Graft-infiltrating B cells seem to play a minor role in the setting of active AMR, although a few studies have suggested an accumulation of B cells in the tertiary lymphoid structures that can develop in chronically rejected allografts [38]. This finding will be addressed later on. Aguado-Dominguez et al. showed that B cells represented 10% of the total interstitial inflammatory infiltrate [20]. In a multiplex IF study performed by our group from 125 rejection kidney biopsies, including 69 AMR, B cells accounted only for 3.4% of the infiltrating inflammatory cells (M1 and M2 macrophages, NK cells, T and B lymphocytes) during AMR (unpublished data).

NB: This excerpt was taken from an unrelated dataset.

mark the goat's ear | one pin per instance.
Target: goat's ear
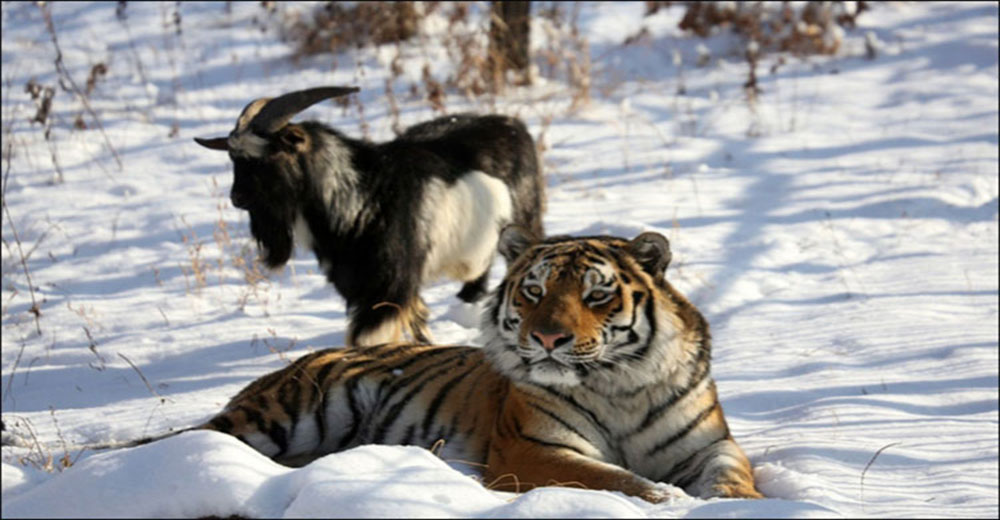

Importantly, the presence of CD20⁺ B cells did not correlate with positive C4d staining, suggesting that the presence of CD20⁺ cells in the allograft was independent of the presence of circulating DSA, produced by bone marrow or spleen-resident plasma cells [39, 40]. In another study, based on mRNA gene expression profiles in 21 cases with early AMR (diagnosed on average on the 9th day post-surgery), Viklicky et al. found that biopsies with a low expression of CD20, FoxP3, and TGF-β1 had an increased risk of graft failure in the next year [41].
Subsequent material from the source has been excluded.